Any enterprise application has to perform well under load. So performance of such application can be tracked. There are tools that help to track this performance. Apache JMeter is one such tool. In this post, we will use Apache JMeter to do a load test on a sample application and see how we can measure the performance.
Depending on your application, you can track different functionality for load tests. Database heavy operations would be the most affected by this tracking. That’s where load tests can help us to point out flaws in our design and code and how we can improve. One major difference to note is that load tests are different from stress tests. In stress tests, we try to measure how much load the application can tolerate before it breaks. In load tests, we are measuring the performance from a time perspective.
What you will need
- Apache JMeter
- A running web application
- Browser of your choice
Load Test Process
Start Apache JMeter and record the test script. Let’s create a test plan that we will execute for our load test. As part of this post, I will be load testing login to a Spring boot based web application that I am running at https://localhost:8443/home
Create a test plan
Once you launch JMeter, on left hand side window you will see an option for test plan. Create a test plan and let’s name it Test1
as shown below:
Once you create the test plan, select how many threads (number of users) you want to run for this test, what’s the ramp-up period for one thread and what’s the loop count. For this post, I have selected 50 threads with each thread ramping up in 2 seconds with a single loop.
Add Config Elements
Right click on test plan and add config elements for HTTP Cache Manager
and HTTP Cookie Manager
. This is required for handling CSRF tokens in our request that we will need later.
Add a Sampler
Now to test our web application, we will add a sampler with HTTP Request
. We will name this HomePage.
This is displayed as below:
We will have to provide protocol, server name, port number and path as shown above.
Add a Listener
Now we will add a listener to our sampler to view results as a tree.
Add a Post Processor
We will need _csrf
token from our home page so we can pass this token in POST request to login page of web application.

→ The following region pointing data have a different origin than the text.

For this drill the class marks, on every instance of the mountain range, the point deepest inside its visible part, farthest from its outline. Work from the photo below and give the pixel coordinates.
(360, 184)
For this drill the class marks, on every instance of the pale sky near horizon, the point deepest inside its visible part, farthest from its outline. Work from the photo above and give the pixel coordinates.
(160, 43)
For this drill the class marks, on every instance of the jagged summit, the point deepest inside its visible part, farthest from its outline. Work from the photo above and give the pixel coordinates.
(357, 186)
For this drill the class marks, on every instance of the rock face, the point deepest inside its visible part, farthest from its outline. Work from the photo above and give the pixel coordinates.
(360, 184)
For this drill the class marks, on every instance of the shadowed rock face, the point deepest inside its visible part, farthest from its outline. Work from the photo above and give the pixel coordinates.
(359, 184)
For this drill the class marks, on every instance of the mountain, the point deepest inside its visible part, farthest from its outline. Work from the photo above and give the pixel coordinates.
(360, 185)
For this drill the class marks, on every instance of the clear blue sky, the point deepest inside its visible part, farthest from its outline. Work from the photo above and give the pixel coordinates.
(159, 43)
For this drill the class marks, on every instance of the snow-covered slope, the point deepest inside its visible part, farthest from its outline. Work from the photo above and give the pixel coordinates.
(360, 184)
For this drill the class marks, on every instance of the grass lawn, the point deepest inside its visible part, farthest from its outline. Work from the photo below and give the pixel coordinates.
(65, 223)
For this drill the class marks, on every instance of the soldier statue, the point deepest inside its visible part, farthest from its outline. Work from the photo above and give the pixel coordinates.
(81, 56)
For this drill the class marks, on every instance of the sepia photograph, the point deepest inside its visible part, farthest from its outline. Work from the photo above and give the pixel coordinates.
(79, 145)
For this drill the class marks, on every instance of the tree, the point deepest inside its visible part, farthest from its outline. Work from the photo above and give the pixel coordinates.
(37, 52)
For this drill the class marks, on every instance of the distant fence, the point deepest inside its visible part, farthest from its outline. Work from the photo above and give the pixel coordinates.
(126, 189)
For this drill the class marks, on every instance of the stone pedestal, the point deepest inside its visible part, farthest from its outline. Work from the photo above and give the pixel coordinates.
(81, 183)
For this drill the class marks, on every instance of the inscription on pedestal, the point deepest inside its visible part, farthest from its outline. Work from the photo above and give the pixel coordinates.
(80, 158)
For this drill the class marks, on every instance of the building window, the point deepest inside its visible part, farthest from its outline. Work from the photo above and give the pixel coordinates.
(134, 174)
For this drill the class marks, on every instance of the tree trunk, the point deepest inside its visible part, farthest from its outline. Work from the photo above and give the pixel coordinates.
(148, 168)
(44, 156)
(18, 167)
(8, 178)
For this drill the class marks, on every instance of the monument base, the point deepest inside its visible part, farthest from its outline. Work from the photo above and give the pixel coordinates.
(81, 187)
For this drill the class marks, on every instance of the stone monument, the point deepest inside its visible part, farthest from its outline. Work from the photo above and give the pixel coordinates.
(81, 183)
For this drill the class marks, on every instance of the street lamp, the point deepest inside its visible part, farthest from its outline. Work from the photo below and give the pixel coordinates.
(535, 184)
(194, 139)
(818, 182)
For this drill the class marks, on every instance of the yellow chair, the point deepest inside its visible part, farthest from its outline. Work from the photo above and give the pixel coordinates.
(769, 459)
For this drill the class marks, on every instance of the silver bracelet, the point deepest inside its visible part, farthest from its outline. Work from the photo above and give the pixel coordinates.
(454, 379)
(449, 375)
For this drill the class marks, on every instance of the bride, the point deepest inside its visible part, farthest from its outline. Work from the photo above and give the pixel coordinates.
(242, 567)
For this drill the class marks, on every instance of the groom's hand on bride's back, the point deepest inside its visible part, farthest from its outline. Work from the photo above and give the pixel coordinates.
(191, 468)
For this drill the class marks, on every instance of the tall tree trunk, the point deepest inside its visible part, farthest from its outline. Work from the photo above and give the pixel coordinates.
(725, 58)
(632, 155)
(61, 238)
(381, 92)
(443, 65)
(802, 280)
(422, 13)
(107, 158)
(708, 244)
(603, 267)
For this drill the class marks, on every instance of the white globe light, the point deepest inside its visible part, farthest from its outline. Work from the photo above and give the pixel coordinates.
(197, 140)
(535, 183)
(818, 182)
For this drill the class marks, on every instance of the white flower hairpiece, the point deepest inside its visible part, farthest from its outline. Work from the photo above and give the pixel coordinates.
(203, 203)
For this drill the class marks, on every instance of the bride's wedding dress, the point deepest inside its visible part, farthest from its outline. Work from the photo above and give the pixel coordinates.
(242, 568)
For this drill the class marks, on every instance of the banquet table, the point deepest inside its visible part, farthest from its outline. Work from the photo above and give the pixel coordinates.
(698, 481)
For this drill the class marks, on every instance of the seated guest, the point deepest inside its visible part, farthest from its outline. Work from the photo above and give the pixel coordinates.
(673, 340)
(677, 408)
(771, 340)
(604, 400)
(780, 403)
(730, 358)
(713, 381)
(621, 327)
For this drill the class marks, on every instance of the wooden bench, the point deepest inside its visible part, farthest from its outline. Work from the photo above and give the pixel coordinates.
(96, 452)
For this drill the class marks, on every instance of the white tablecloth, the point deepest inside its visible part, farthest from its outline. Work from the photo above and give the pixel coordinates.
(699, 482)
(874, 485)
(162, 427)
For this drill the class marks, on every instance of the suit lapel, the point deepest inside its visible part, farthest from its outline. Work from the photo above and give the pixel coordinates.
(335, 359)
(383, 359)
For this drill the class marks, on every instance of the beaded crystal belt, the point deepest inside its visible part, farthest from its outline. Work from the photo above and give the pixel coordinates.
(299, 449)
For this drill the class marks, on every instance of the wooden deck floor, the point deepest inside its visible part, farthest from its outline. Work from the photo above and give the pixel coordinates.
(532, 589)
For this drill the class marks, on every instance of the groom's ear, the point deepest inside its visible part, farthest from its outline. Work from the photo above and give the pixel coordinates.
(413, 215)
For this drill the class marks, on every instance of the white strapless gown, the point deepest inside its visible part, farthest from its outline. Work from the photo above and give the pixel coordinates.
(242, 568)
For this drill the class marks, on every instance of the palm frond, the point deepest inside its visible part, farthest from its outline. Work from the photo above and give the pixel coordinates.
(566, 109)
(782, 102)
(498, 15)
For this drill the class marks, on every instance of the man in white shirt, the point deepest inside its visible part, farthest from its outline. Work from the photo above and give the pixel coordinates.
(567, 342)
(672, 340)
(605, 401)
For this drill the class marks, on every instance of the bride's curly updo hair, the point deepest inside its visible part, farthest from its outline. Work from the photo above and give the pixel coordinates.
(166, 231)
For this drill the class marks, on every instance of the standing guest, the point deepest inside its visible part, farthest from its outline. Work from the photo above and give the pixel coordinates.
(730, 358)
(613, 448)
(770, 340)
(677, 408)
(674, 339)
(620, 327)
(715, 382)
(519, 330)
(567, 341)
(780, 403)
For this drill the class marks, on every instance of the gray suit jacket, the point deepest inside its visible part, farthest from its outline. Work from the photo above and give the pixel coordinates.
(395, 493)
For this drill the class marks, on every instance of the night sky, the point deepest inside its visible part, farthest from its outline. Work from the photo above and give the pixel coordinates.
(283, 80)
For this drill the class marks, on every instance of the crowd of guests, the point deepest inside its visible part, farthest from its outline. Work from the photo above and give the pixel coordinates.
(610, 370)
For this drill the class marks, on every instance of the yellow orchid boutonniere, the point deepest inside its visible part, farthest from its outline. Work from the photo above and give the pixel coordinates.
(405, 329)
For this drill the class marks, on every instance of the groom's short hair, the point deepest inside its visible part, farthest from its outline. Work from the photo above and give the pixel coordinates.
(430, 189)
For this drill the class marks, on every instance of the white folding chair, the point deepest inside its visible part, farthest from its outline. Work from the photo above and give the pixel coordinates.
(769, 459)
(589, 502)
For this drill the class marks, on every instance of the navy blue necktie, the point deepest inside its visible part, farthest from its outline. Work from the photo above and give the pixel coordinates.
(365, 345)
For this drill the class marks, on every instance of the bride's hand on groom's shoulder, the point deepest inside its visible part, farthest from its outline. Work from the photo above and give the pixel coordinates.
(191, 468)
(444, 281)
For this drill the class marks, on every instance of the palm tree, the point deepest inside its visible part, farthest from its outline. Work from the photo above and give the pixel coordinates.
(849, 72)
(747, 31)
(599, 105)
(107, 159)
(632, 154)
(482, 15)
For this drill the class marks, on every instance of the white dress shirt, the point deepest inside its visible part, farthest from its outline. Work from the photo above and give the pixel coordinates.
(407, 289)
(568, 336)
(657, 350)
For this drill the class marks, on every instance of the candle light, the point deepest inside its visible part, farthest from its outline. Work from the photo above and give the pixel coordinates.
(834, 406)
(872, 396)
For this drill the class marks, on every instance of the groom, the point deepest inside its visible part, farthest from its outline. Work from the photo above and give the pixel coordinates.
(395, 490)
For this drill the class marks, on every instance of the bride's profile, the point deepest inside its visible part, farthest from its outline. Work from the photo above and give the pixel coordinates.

This Post Processor will have a regular expression extractor which will extract _csrf
token from home page and will pass to next HTTP Request
Sampler for Login Page.
Add another Sampler for Login Page
Now we will add Sampler
for Login Page which will be a POST request to login
endpoint of our web application. We will also pass username
and password
along with _csrf
token whose value will be populated from extractor.
Run the test script for load test
Now if we run our script in JMeter, it will run 50 threads at the same time to test login for application. Depending on performance, it might take a long time, but considering this a simple application, JMeter will run this test within few seconds.
Review the results
Once the test is complete, you can check the View Results Tree
and it will show you the results of our each individual test thread. In Response Data
tab, you can view if our test was successful or not. It should show the result of our page in html format.
Conclusion
In this post, we used Apache JMeter for load testing and how it can help us to design our application from performance perspective.